Les Colombiens ont manifesté une nouvelle fois vendredi pour réclamer la libération des otages encore aux mains des groupes armés, mais cinq mois après le sauvetage de la plus connue d'entre eux, Ingrid Betancourt, la mobilisation semble avoir faibli.

Sous le slogan «unis pour la vie et la liberté», les manifestants, arborant des t-shirts blancs où l'on pouvait lire «Colombia soy yo» (Je suis la Colombie), ont commencé à défiler vers 11h00 locales dans les principales villes du pays.

Vers 15h00, les autorités n'avaient pas encore livré d'estimation sur la participation, mais selon des journalistes et photographes de l'AFP à Bogota, Cali et Medellin la mobilisation était beaucoup plus faible que lors de la dernière manifestation pour les otages, le 20 juillet, qui avait rassemblé quatre millions de personnes.

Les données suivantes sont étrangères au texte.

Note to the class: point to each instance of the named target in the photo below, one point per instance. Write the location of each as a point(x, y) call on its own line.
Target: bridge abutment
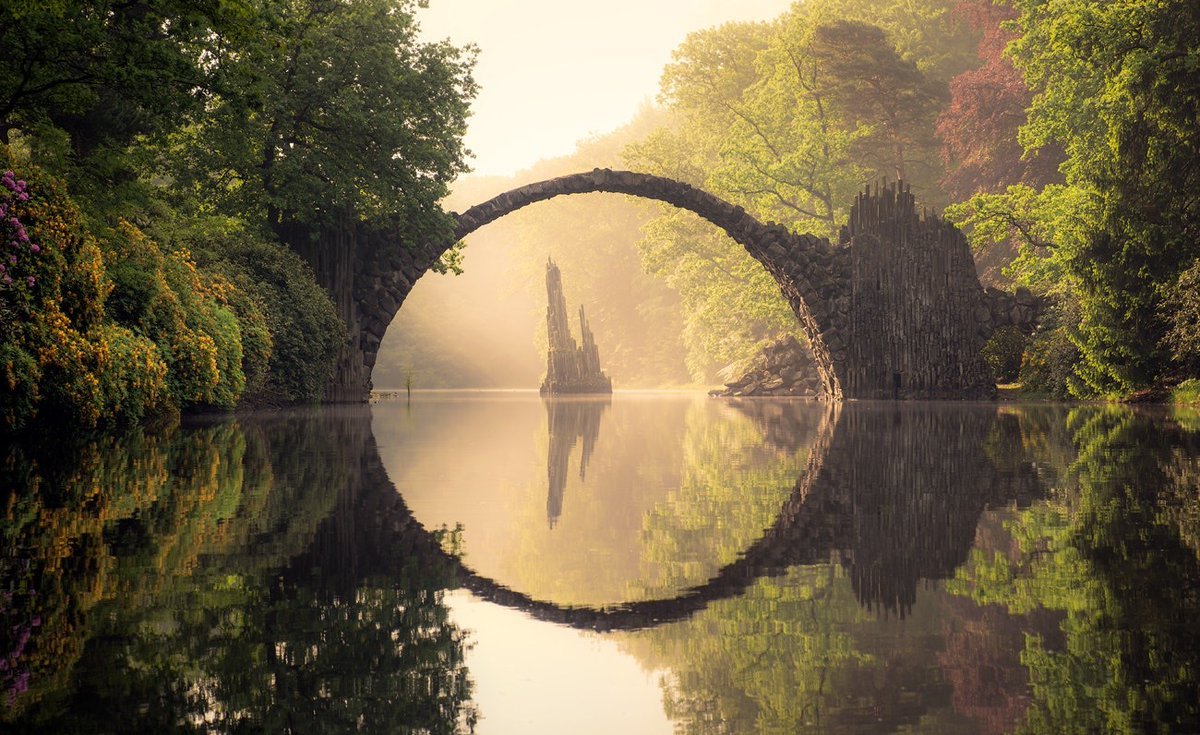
point(893, 311)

Environ 5000 personnes étaient rassemblées vers 13h00 sur la grande place Bolivar de Bogota, face au Congrès, a constaté l'AFP.

Les manifestants ont réclamé la libération des quelque 3000 otages encore aux mains des groupes armés, dont 350 à 700 seraient détenus par la guérilla des Forces armées révolutionnaires de Colombie (FARC, marxistes).

Parmi eux, on compte encore 28 otages dits «politiques», que la guérilla se dit prête à échanger contre 500 de ses combattants capturés par les autorités. Celles-ci refusent catégoriquement un tel échange.

«Liberté, liberté, liberté», scandait la foule de la place Bolivar, dont beaucoup de parents d'otages venus avec des photos de leurs proches, disparus il y a dix ans ou juste deux semaines, comme Fanny Leal, la soeur de Guillermo Leal, travailleur social d'une localité proche de Bogota enlevé le 16 novembre.

Les Colombiens répondaient à l'appel lancé fin octobre par la Franco-Colombienne Ingrid Betancourt, libérée par l'armée le 2 juillet avec 14 autres otages «politiques» de la guérilla, dont trois Américains.

«Tous les Colombiens doivent défiler. Celui qui ne le fera pas ne pourra pas passer Noël en paix avec sa conscience», avait-t-elle déclaré.

Mme Betancourt a quitté la Colombie le 3 juillet, au lendemain de sa libération, et n'y est plus jamais retournée. Elle n'était pas présente dans le pays vendredi, «pour des raisons de sécurité», mais a participé à un rassemblement à Madrid, où elle a demandé aux FARC «de déposer les armes».

Pendant ce temps, son grand ami l'ex-parlementaire Luis Eladio Perez, ex-otage qui avait partagé avec elle plusieurs années de captivité, jusqu'en 2007, s'exprimait à Bogota.

«Pas plus de chaînes, pas plus d'enlèvements», disait-il à la foule de la place Bolivar.

«La cause des otages a perdu du poids au niveau international», a-t-il déploré dans un entretien avec l'AFP peu avant le défilé.

Depuis la libération des plus connus, «il n'y a plus la même pression face aux FARC et au gouvernement», a-t-il estimé en mentionnant notamment le désintérêt de la France.

Il a ajouté qu'il craignait aussi une plus faible mobilisation de la société colombienne, en proie à des difficultés économiques liées à la ruine de milliers d'épargnants, escroqués par des sociétés d'épargne frauduleuse et «moins euphorique que le 20 juillet».

«La moitié du pays est déprimée en raison de la situation économique générée par la faillite», de ces sociétés, a aussi expliqué Carolina Melo, responsable de la communication à la Fondation pays libre, une des ONG organisatrices.

Tout dialogue direct avec la guérilla semble gelé depuis les libérations du 2 juillet, mais, compte tenu de leur «fragilisation» «il n'est pas impossible que les FARC adoptent une position plus flexible», a par ailleurs estimé Alfredo Rangel, expert en sécurité.

Depuis le début de l'année, la guérilla a perdu 24 de ses otages les plus précieux - libérés unilatéralement ou par l'armée - et au moins trois de ses dirigeants historiques.